Transcript
A (0:02)
Latitude Media, covering the new frontiers of the energy transition.
B (0:08)
From Latitude Media, this is Open Circuit. I am Stephen Lacy and it's just me today. Jigger and Catherine are going to be back with me next week. And as we start to wind down the year, we're, you know, we're in that seasonal reflection mode. And so in that spirit, we've got a bit of a different episode this week. We, we just passed the three year mark of when ChatGPT dropped on the world, which launched this commercial arms race for AI dominance. And it's become a magnetic force, some would call it a black hole for capital, the workforce and media attention.
B (0:43)
And the narrative of the last few years, driven by figures like Sam Altman, was intoxicatingly simple. Large language models are the on ramp to general artificial intelligence. And the only bottleneck to getting there is scale. Just feed the machine more, more chips and more electricity and it will get smarter.
C (1:00)
Look, I think compute is going to be the currency of the future. I think it will be maybe the.
B (1:05)
Most precious commodity in the world, and I think we should be investing heavily.
C (1:10)
To make a lot more compute.
B (1:11)
In the race to build these LLMs, the top tech companies have collectively teed up more than a trillion dollars in capital expenditures to expand their computing power.
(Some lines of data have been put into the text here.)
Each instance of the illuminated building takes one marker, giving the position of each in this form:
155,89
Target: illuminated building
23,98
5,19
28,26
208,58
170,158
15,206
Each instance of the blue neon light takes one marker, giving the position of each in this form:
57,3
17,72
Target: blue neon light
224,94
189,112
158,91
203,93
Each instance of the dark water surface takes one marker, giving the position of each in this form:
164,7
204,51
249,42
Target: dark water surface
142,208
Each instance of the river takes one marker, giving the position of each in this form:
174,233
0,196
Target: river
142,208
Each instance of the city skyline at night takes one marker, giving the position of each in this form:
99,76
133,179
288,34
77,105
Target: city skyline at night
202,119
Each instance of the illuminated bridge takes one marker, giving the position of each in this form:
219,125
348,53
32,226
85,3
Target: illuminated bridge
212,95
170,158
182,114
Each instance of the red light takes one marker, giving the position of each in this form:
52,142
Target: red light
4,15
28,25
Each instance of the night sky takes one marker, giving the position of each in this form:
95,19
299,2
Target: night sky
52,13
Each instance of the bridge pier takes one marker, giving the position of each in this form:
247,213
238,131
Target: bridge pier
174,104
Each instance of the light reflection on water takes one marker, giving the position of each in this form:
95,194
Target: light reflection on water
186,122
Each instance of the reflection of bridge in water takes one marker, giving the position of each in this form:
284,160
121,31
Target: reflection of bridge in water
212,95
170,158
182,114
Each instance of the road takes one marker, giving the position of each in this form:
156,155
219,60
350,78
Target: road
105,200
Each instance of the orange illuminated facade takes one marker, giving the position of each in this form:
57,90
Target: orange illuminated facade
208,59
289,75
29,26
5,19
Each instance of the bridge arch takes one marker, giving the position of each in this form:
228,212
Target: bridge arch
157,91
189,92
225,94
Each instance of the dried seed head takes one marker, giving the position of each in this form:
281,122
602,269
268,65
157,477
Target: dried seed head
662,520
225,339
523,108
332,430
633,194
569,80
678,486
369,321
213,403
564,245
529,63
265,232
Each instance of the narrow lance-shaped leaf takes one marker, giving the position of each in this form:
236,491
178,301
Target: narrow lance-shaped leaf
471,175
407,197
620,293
And obviously seeing an opportunity there, Utilities are planning another trillion dollars to upgrade the grid over the next three years, much of it to serve the appetite of AI data centers. Investors are cheering both parties along, and the entire logic of this multi trillion dollar leg of the race has been based on this belief that scale is the determining force for building human level intelligence. But three years in this narrative, at least for LLMs, is showing cracks. Ilya Sutskever, the co founder and former Chief Scientist at OpenAI, was on the Dwarkesh podcast about a week ago. This is one of the most influential AI experts in the world. And he questioned the idea of a scaling law for large language models. From 2012 to 2020, it was the age of research. Now from 2020 to 2025, it was the age of scaling. Because people say, this is amazing. You gotta scale more. Keep scaling the one word, scaling. But now the scale is so big. Like, is the belief really that, oh, it's so big, but if you had 100x more, everything would be so different. Like, it would be different for sure. But like is the belief that if you just honeydex the scale, everything would be transformed. I don't think that's true.